Mais ce qu'on appelle homosexualité en Occident aujourd'hui n'a parfois rien à voir avec ces pratiques anciennes dont certaines perdurent. Ainsi les rituels de Nouvelle-Guinée ont pour but le passage à l'état d'homme adulte en faisant absorber aux jeunes garçons de la substance mâle. Tandis que les mariages entre personnes du même sexe répondent souvent à des aléas économiques ou familiaux, en cas de manque de maris ou d'épouses.

« Au final, sur l'ensemble des pratiques observées, certaines se rapprochent tout de même de celles de l'Occident », reprend Patrick Awondo, « mais les comparer toutes pose néanmoins toujours problème ». « En effet, pour nous, l'homosexualité, ce ne sont pas seulement des pratiques ; c'est une identité », rappelle Éric Fassin, sociologue à l'Institut de recherche interdisciplinaire sur les enjeux sociaux – Sciences sociales, politique, santé (2), à Paris.

La signification des pratiques, même identiques, reste donc très différente aux yeux des intéressés. « Par exemple, les Africains qui ont des pratiques homosexuelles ne s'identifient pas nécessairement à un gay européen qui fréquenterait les backrooms (3) ou revendiquerait le mariage », poursuit Éric Fassin.

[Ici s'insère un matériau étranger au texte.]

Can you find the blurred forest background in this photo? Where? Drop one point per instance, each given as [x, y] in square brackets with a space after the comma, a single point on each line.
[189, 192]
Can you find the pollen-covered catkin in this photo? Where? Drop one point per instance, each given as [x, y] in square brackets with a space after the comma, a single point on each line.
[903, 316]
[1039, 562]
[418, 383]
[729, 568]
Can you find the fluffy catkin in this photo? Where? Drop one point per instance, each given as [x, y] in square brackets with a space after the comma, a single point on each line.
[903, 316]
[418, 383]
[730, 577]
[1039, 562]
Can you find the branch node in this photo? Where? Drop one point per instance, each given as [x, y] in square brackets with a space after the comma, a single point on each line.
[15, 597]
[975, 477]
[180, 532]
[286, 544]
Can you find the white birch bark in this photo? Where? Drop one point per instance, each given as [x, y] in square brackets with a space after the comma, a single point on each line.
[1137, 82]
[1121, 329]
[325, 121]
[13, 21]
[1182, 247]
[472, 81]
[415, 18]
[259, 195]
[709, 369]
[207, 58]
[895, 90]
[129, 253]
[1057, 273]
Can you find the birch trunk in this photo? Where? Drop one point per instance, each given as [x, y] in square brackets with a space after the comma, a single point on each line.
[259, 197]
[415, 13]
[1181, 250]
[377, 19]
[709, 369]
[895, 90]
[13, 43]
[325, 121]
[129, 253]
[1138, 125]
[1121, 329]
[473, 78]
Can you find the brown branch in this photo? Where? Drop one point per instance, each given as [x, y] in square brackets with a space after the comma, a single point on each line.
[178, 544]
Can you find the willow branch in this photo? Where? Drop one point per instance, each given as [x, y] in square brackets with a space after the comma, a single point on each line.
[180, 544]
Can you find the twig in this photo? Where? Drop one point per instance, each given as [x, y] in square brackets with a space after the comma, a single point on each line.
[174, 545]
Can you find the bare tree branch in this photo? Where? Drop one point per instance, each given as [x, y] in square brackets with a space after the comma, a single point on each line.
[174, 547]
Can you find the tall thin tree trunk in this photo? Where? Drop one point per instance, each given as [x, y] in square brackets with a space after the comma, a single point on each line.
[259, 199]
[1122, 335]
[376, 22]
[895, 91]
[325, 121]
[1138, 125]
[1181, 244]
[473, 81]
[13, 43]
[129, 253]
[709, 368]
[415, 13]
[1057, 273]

L'Occident se veut aujourd'hui tolérant, mais c'est souvent pour faire la leçon aux « autres ». « >Dans le monde musulman, les droits des homosexuels apparaissent donc souvent comme un emblème de l'impérialisme occidental. En fait de tabou, c'est plutôt un enjeu géopolitique », commente Éric Fassin. « À l'inverse, des gouvernements conservateurs, comme la Colombie, s'en servent pour afficher leur modernité et c'est aussi ainsi que progressent les droits des couples homosexuels », continue-t-il.

« Au final, le travail des chercheurs est à présent de documenter l'existence des pratiques partout dans le monde et de montrer qu'il y a de multiples identités homosexuelles », conclut Patrick Awondo.

Ce processus de resignification des pratiques actuellement en cours est donc crucial. Ce n'est pas un hasard si la communauté homosexuelle occidentale a repris il y a une trentaine d'années un mot très ancien, gay, pour se définir elle-même et s'affranchir de l'étiquette sulfureuse posée par la médicalisation de la sexualité née au XXe siècle.

Charline Zeitoun

Le Journal du CNRS n°242, mars 2010, page 21


1. Unité CNRS / EHESS / Collège de France.

2. Unité CNRS / EHESS / Inserm / Université Paris-XIII.

3. Salle de certains bars où les consommateurs peuvent se rencontrer dans l'obscurité pour des relations sexuelles anonymes.